Le vortex polaire (copyright : NOAA).

Le vortex polaire dépend de la différence de températures entre l’équateur et le Pôle : plus celle-ci est importante plus il sera concentré et fort, à l’inverse, il sera faible et « éclaté ». Ainsi, on retrouve généralement ce vortex polaire en hiver avec des températures inférieures à -80°C en son cœur. En effet, on sait que la couche d’ozone se situe dans la stratosphère et que cette dernière dépend des rayons ultraviolets du Soleil. En été, le Soleil réchauffe le Pôle Nord limitant ainsi la différence de températures avec l’équateur. En hiver, comme les rayons du Soleil ne parviennent plus jusqu’au Pôle Nord, la stratosphère se refroidit considérablement donnant naissance au vortex polaire : les vents d’Ouest stratosphériques, appelés jet stream polaire (vents zonaux), se renforcent et la teneur en ozone demeure faible.

Teneur en ozone et vortex polaire dans l’hémisphère Nord (copyright : NASA).

Parfois en plein hiver, il arrive que le vortex polaire soit malmené par un ou plusieurs réchauffements de la stratosphère (SSW = Sudden Stratospheric Warming). On distingue deux types de réchauffement : les SSW mineurs (impact faible) et majeurs (impact important).

Lors d’un SSW majeur, la stratosphère peut gagner plusieurs dizaines de degrés, déstabilisant voire « éclatant » le vortex polaire en plusieurs parties et changeant le sens des vents zonaux (Ouest –> Est).

Lors de la période hivernale, ces réchauffements viennent de forçages en troposphère ou en mésosphère. Dans la troposphère, si des importantes masses d’air douces et tropicales remontent vers le Pôle Nord, cela fragilise le jet stream qui ondule au lieu d’être rectiligne (ondes de Rossby). Si c’est un SSW majeur, cette « chaleur » peut alors se répercuter vers la stratosphère… Le vortex polaire va alors se déplacer (displacement event) voire se diviser (splitting event). Ce dernier reste le phénomène le plus « extrême » avec une modification totale des vents zonaux.

Displacement Event et Splitting Event. Copyright : Amy H Butler.

Un réchauffement soudain de la stratosphère a donc pour conséquences de modifier la circulation atmosphérique…
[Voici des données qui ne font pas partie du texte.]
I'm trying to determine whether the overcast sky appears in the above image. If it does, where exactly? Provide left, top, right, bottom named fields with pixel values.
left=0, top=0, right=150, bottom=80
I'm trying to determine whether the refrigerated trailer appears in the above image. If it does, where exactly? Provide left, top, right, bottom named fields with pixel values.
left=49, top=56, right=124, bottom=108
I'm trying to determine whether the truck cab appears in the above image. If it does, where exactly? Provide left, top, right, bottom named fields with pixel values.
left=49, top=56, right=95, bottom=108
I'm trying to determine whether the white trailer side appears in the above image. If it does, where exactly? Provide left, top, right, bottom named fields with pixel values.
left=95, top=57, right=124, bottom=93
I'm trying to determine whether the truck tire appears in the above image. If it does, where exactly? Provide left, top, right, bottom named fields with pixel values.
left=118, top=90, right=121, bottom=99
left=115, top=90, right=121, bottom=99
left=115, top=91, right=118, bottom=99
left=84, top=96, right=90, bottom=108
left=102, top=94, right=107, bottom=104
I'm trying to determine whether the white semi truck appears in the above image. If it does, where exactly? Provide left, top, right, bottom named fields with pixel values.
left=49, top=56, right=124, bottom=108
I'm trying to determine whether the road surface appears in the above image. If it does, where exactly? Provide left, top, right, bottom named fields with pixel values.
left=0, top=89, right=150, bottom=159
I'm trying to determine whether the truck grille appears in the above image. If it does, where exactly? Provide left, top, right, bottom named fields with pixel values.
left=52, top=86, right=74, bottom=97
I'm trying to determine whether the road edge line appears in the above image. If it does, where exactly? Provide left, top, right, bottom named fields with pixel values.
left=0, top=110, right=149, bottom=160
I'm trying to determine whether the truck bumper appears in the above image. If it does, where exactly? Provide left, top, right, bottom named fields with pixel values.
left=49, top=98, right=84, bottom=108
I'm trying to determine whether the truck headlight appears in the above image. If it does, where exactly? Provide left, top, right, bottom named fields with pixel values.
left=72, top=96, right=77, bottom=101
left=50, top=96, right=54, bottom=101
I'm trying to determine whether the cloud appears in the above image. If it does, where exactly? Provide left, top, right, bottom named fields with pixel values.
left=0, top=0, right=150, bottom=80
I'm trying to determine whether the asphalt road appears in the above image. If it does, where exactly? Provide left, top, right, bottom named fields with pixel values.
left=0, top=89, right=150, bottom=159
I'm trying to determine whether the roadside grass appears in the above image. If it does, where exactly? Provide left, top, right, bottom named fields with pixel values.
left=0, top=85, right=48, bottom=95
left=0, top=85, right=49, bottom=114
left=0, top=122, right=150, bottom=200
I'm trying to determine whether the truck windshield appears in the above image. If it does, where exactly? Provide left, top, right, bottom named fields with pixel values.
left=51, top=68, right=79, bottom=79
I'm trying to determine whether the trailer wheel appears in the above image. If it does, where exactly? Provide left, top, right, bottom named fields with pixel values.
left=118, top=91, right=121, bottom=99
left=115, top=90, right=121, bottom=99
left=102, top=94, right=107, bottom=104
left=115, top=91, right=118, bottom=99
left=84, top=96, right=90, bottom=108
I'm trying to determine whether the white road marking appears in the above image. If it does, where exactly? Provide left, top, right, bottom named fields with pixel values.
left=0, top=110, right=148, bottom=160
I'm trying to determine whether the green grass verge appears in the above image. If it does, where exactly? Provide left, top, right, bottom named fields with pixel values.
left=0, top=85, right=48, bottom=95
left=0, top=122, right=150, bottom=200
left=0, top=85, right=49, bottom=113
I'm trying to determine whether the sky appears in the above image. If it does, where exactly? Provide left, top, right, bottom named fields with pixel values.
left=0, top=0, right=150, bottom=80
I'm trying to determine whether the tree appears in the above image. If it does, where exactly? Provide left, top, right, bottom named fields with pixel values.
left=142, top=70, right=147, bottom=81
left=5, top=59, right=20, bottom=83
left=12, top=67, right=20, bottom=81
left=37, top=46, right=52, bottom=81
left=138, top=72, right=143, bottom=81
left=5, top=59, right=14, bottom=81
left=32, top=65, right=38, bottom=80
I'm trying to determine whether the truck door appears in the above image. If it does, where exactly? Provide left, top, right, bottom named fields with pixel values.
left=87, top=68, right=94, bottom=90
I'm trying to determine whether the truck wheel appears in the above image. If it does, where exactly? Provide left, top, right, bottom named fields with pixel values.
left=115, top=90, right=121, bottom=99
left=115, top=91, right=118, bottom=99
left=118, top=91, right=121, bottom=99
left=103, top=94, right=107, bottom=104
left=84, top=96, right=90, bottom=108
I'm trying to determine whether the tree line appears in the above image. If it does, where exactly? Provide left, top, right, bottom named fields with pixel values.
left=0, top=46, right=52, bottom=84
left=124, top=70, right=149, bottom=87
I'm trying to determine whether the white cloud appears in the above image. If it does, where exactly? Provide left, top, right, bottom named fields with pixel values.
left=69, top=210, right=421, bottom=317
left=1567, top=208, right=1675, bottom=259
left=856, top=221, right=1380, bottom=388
Il faut quelques jours à deux semaines en moyenne pour retrouver les répercussions d’un SSW majeur dans la troposphère. Les vents peuvent donc également changer de sens dans la partie la plus basse de l’atmosphère et influencer notre météo. Certains événements de ce type ont donné suite à la vague de froid de février 2012 ou encore à l’hiver froid de 2012/2013 en Europe. Toutefois, une propagation directe des conséquences d'un Sudden Stratospheric Warming vers la troposphère n’est pas forcément systématique : la tropopause (limite de la troposphère et de la stratosphère) peut quelques fois faire « barrage ».

Pour la fin de l'année 2018, comme à son habitude, le vortex polaire, situé dans la stratosphère, était bien solide et concentré près du Pôle Nord.

Copyright : modèle GFS via Météociel (simulation 12z du dimanche 8 décembre 2018).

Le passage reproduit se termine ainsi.